Открой глаза, просто пойми, что он единственный — только он...»
**

Звук внезапно оборвался, оглушив шумом заполненного кафетерия, и я никак не мог вспомнить полный куплет, не желая верить извращённому знаку Судьбы-садистки, зная наперёд — не удержусь и позволю выдранным из контекста словам снова зажечь огонь надежды.

Поймав случайное отражение в многочисленных зеркалах, я убедился, что наша выдержка не подвела и в лицах мы с Наташей не изменились, только она вцепилась в мой рукав, сминая грубоватую вязку свитера. В её аккуратных пальчиках запутался провод наушников — она нечаянно выдернула его из гнезда телефона, оборвав песню в нужном месте...

Мы оба захлёбывались в одних и тех же глазах, принадлежащих главе безопасности Брагинскому. Но если Наташа преследовала его с маниакальным упорством, радуясь каждому случайному жесту, то я прекрасно видел, что взгляд Ивана загорался интересом только в присутствии поставщика Вана. К подруге я даже не ревновал, а вот глаза цвета горького шоколада жаждал вырвать наживую голыми руками, по большей части потому, что его тёплый взгляд всегда искал непроницаемый эбен Кику. Ван здесь даже не работал, но появлялся так часто только из-за японца.

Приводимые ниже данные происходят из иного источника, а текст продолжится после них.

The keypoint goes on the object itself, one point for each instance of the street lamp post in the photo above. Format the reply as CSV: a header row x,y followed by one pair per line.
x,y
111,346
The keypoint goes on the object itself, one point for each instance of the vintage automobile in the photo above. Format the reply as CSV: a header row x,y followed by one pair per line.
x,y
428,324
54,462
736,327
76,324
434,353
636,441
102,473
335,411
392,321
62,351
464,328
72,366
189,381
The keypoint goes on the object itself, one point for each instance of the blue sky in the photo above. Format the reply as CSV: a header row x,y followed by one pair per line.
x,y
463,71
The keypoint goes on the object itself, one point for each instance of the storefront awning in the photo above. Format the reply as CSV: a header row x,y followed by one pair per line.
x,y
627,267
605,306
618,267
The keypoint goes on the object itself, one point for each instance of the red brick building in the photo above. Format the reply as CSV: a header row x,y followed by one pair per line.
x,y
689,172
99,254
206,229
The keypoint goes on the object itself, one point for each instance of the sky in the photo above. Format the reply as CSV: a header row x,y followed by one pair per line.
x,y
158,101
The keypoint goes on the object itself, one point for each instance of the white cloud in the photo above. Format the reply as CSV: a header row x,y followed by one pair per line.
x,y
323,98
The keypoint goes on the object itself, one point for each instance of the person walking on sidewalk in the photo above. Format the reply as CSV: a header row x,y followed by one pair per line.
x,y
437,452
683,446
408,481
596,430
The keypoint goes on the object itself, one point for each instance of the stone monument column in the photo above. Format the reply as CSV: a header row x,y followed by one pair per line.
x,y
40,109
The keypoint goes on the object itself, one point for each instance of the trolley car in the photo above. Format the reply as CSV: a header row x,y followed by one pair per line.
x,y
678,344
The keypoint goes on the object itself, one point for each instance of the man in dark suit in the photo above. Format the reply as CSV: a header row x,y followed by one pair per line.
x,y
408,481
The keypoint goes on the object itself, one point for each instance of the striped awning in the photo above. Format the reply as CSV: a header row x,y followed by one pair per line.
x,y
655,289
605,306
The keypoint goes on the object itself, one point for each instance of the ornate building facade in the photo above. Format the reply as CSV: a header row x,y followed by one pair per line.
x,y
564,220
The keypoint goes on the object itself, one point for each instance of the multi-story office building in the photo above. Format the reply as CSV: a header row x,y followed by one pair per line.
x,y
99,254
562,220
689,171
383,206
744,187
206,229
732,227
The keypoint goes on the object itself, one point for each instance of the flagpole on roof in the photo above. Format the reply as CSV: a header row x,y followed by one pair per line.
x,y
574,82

Я ненавидел этот грёбанный журнал. За свою жизнь я сменил десятки рабочих мест в разных странах, но впервые почувствовал себя на своём месте исключительно здесь, в этом дурацком модном издании для профессионалов, выходящим с периодичностью раз в сезон на трёхстах с лишком страницах. Я презирал всю эту херню, но теперь выбирал себе джинсы из трёх фасонов. Я не заметил, когда у простых и понятных цветов появилось множество имён оттенков, бессмысленно обогативших мой лексикон. Я плевать хотел на царящее здесь безумие, обилие разнообразного шмотья, чужие споры до драк из-за разницы в сочетании аксессуаров — и ковырялся в настройках печатной машины сутками под строгим надзором всех местных директоров, дизайнеров, модельеров, редакторов и даже копирайтеров — исключительно ради достижения единственно верного оттенка на цветопробе.

Здесь не было лишних — только незаменимые.

Здесь властвовала атмосфера причастности каждого к высокому искусству.

Но этот чёртов дом был проклят! Никогда в жизни я не встречал столь крупных и многочисленных цепочек связанных жизней. Грёбанная издёвка судьбы — прозреть, утонув в чьих-то глазах, чтобы до конца жизни не замечать, что твоя родственная душа тонет в чужом взоре — так же безответно. Событие редкое, всё же столкнуться с одним среди миллиардов человеком, который сможет постичь тебя до дна, понять полностью, и не иметь душевных возможностей ответить ему тем же, довольно сложно, но среди сотни здешних сотрудников можно по пальцам пересчитать счастливчиков.

Всему виной полный и абсолютный интернационал (заученный в детстве гимн первое время работы здесь постоянно вылезал из глубин памяти). Но при этом я знал только двух итальянцев, один был с юга, а другой с севера Италии, и больше повторяющихся наций не замечал. Получить работу в журнале можно было только по рекомендации, моими поручителями послужили дальний родственник Родерих — австриец, однако, и белоруска Наташа, а я уже позвал — при неожиданной поддержке того самого северо-итальянского фотографа Феличиано — своего младшего сводного брата Людвига — вполне себе немца, уже претендующего на место руководителя пиар-отдела.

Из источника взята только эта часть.